SINGAPORE will not continue bringing in as many foreigners as it has done in recent years, Prime Minister Lee Hsien Loong said yesterday.
Many foreigners - more than 100,000 each year, mainly transient workers, but also including new citizens and permanent residents - had been imported in the last few years as the economy had been booming and needed more workers, he said.
But Singapore is not expected to grow at the same rate, so it will not admit foreigners at the same pace, he explained.
"We permitted the surge in recent years to respond to this extraordinary opportunity. We always knew that we couldn't sustain this inflow indefinitely," he said at the Nanyang Technological University Students' Union Ministerial Forum.
He was cognisant that the large inflow of foreigners has increasingly worried Singaporeans, who fear competition for jobs and societal changes posed by the newcomers.
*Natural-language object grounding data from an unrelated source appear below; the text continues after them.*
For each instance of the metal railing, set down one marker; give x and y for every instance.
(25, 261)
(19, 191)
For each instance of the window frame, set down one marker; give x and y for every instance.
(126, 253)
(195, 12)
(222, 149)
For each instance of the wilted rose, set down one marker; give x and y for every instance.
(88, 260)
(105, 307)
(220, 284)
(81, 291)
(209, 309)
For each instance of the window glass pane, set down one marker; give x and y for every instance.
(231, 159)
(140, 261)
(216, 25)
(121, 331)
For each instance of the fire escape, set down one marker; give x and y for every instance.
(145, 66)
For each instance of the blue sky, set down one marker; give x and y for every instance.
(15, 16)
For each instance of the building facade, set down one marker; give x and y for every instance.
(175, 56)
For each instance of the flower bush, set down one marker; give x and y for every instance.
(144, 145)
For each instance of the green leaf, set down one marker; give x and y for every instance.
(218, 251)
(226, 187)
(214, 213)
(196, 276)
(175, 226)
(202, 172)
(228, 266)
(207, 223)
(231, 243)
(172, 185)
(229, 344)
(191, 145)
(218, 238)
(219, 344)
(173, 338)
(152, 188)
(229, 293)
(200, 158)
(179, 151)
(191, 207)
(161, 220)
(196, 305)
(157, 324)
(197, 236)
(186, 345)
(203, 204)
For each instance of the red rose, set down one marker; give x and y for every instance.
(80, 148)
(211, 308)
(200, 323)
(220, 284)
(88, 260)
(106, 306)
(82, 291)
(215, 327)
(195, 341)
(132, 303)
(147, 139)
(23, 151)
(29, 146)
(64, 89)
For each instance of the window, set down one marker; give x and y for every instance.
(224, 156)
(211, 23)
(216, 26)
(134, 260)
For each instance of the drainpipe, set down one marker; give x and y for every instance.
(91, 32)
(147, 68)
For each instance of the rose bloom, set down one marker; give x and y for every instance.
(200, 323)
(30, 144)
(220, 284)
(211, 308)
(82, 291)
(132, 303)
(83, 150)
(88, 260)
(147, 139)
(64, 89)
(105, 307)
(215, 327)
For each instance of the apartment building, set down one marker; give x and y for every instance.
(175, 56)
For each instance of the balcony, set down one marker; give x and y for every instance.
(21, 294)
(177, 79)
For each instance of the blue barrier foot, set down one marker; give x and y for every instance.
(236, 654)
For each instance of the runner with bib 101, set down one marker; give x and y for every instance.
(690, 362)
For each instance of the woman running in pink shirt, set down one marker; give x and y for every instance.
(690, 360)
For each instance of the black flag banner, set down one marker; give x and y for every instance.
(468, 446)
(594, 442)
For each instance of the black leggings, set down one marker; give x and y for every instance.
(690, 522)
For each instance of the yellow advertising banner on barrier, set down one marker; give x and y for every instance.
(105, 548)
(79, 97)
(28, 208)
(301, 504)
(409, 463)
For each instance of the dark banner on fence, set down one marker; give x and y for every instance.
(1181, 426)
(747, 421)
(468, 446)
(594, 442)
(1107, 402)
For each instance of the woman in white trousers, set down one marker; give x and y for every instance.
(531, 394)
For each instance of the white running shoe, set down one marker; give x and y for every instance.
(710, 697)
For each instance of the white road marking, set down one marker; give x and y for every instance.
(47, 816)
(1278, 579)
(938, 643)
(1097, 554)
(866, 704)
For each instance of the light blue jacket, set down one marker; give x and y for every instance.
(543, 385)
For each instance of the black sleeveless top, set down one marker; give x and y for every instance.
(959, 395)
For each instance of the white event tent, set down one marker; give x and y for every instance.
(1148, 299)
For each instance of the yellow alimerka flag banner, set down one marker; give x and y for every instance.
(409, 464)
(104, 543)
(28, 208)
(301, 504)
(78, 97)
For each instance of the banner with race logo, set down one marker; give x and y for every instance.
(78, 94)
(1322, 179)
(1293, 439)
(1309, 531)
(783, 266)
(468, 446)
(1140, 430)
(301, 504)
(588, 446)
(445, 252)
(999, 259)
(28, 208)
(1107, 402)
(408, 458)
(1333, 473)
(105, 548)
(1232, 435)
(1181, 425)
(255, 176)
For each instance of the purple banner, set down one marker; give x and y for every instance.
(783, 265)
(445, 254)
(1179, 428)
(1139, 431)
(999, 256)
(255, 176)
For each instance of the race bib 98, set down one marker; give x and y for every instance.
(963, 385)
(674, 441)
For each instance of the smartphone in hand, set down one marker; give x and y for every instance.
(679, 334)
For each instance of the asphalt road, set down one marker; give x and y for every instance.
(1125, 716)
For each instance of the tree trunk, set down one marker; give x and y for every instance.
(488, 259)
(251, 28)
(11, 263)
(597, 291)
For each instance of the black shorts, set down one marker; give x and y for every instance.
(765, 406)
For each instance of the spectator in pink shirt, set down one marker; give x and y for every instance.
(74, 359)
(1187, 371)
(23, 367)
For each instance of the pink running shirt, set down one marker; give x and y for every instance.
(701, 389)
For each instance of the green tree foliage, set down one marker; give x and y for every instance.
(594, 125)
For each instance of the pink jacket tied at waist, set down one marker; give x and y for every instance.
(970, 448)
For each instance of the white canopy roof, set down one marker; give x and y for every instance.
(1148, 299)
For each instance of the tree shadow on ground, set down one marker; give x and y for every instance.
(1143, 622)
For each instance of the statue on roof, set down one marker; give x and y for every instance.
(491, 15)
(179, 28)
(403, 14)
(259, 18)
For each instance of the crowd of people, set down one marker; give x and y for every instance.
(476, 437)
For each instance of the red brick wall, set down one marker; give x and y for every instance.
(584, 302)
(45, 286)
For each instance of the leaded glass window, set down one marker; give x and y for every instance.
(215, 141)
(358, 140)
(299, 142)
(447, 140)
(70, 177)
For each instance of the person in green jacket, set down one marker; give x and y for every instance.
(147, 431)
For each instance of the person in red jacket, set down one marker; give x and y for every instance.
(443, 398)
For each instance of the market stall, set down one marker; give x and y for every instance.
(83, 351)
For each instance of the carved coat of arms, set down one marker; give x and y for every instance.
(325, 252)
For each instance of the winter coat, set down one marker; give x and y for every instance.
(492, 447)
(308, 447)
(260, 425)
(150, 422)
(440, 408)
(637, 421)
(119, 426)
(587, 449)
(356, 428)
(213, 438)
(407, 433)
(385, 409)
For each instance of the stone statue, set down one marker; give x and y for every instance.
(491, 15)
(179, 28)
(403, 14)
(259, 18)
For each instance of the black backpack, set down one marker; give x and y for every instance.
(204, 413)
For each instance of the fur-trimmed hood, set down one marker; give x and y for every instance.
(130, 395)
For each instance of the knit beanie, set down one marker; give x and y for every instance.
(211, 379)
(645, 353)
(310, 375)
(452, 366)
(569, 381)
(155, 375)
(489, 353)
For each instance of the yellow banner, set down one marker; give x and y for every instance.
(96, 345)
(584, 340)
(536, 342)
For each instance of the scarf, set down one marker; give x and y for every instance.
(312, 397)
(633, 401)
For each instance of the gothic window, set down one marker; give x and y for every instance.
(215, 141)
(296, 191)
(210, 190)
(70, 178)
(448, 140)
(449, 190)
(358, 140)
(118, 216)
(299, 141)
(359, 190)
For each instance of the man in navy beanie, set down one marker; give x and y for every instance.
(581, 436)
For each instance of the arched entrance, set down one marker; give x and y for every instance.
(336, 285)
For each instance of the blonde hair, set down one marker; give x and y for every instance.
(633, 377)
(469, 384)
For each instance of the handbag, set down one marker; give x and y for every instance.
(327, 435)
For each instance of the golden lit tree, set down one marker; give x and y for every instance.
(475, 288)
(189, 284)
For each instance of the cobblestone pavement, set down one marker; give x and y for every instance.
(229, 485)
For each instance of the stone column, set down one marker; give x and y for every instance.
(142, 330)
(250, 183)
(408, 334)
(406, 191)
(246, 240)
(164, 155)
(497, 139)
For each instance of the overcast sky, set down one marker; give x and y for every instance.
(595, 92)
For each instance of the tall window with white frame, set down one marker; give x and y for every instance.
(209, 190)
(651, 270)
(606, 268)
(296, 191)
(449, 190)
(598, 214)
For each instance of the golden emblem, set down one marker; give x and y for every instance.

But he reiterated Singapore's need for both foreign transient workers and immigrants. The workers take up jobs that are unpopular with Singaporeans, making it more viable for foreign firms to run here.
The immigrants shore up falling birth rates, and make the nation more entrepreneurial.
This can be seen in the case of Israel, which, despite a small population of seven million, has the most number of companies listed in the United States stock exchange after the US itself, because it took in talented immigrants, Mr Lee said.
"Over the long term, we need to bring in a continuing flow of immigrants," he added. "But we have to do it in a way which is mindful of how quickly our society can absorb and integrate the new arrivals, and to keep the tone of our society...We will adjust the inflows so that we will not dilute our national identity, or weaken our social cohesion."
He also cautioned young Singaporeans against being too relaxed and complacent, as this could lead to the nation regressing into "a relaxed, quiet kampung" again.